ST. LOUIS – There's big economic news for St. Louis.
The Cortex Innovation District in the Central West End has a new boss after a hugely successful first decade under the leadership of outgoing chief, Dennis Lower, who announced his departure a year ago.
Cortex, a collaboration between Washington University, BJC Healthcare, the University of Missouri-St. Louis, St. Louis University, and the Missouri Botanical Garden, is quietly transforming part of the city's core.
Sam Fiorello, the incoming President & CEO, sat down with Fox 2 for an exclusive interview Friday.
Cortex is 200 acres with two-million square-feet of new business development just east of Barnes-Jewish Hospital. Projects like Phase 2 of Ballpark Village, the new MLS stadium downtown, and the new NGA headquarters in north St. Louis get more attention than the 425 tech companies and 6,000 new jobs added by Cortex.
That’s okay, Fiorello says; resting on his laurels is not.

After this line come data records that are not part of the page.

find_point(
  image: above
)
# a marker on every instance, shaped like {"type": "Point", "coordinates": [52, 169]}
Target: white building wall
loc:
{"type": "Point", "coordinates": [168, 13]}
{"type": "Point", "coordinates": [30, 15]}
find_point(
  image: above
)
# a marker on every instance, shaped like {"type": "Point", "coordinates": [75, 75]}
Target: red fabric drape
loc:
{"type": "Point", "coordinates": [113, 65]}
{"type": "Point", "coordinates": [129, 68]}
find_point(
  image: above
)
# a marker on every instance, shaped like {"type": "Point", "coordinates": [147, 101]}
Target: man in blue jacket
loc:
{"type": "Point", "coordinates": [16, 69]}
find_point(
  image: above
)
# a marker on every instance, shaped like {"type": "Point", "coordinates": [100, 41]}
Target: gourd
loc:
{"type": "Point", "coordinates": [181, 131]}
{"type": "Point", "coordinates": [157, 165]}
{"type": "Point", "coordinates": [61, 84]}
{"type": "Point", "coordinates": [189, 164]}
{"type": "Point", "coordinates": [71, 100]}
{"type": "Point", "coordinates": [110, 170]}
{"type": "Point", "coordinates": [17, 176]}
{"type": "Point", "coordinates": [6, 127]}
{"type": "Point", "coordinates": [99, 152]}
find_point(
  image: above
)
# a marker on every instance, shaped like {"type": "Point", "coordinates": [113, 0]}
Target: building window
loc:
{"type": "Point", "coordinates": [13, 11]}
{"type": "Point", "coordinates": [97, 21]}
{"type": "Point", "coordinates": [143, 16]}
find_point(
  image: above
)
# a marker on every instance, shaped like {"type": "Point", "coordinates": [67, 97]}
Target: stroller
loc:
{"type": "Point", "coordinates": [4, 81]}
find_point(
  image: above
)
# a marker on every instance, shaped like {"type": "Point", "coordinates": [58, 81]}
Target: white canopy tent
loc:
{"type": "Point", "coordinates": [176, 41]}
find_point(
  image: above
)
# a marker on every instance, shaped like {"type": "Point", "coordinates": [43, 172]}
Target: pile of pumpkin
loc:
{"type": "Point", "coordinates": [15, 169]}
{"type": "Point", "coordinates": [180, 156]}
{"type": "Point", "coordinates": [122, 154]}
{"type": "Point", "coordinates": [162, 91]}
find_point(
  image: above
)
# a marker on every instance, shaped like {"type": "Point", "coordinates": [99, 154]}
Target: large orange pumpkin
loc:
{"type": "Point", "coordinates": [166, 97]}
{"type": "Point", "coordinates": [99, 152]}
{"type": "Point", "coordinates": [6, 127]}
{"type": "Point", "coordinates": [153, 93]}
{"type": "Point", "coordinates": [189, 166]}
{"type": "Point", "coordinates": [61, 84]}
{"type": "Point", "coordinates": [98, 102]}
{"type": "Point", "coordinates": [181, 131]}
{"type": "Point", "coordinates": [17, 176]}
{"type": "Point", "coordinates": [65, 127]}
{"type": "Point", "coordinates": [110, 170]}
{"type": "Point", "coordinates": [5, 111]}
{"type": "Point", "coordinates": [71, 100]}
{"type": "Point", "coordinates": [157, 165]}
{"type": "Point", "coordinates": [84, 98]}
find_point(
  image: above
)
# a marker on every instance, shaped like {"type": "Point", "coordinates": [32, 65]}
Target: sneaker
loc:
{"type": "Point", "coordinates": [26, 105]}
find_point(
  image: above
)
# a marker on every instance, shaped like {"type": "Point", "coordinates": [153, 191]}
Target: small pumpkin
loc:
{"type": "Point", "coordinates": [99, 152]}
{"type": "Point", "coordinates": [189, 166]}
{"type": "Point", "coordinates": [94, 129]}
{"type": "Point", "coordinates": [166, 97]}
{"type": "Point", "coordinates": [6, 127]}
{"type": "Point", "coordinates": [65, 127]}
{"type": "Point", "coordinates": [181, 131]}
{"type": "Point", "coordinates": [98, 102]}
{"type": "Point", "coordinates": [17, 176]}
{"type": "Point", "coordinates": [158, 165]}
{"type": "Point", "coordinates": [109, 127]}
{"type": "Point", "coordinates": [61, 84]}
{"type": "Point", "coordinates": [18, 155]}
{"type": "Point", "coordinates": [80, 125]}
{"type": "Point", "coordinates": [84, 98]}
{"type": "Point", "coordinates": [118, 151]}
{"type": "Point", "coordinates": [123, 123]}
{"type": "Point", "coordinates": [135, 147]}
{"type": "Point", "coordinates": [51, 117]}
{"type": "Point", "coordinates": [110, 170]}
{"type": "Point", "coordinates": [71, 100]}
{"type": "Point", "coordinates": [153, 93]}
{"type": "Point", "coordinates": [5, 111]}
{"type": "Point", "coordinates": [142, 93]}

“You have to have a mix of both ability to attract young talent to your region but at the same time, to mine the untapped talent that you have in your communities,” he said.
For more than 20 years, Fiorello has served as Chief Operating Officer of the Danforth Plant Science Center in Olivette, which has coupled top minds from around the world with workers educated and trained at St. Louis-area universities and community colleges (largely people of color) to become a leader in research focused on feeding the world without destroying the environment.
“The idea there is every one of these labs in the life sciences industry needs to have skilled hands at the bench. They don’t need to have a Ph.D. They need to know how to run experiments,” he said.
Cortex, he said, could do the same; collaborating with companion efforts like the T-REX Innovation Center, while expanding partnerships with city’s strengths: the medical, educational, financial tech communities.
“Those are all things we can leverage, to articulate a case that we’re special and you should look here and it’s a great place to grow your business or start to grow your career,” Fiorello said. “You can talk about tens of thousands of additional jobs; hundreds and hundreds of new companies; workforce development programs that are not only flourishing but have become best in class in the nation, so others are looking to come into St. Louis to say, ‘Wow, they did this right.’ This is our best hope. In the 20-plus, 25 years I’ve lived in St. Louis, I’ve never been more optimistic about our chances.”
This father of three who moved here when his wife landed a job 25 years ago, moves into his new post next month.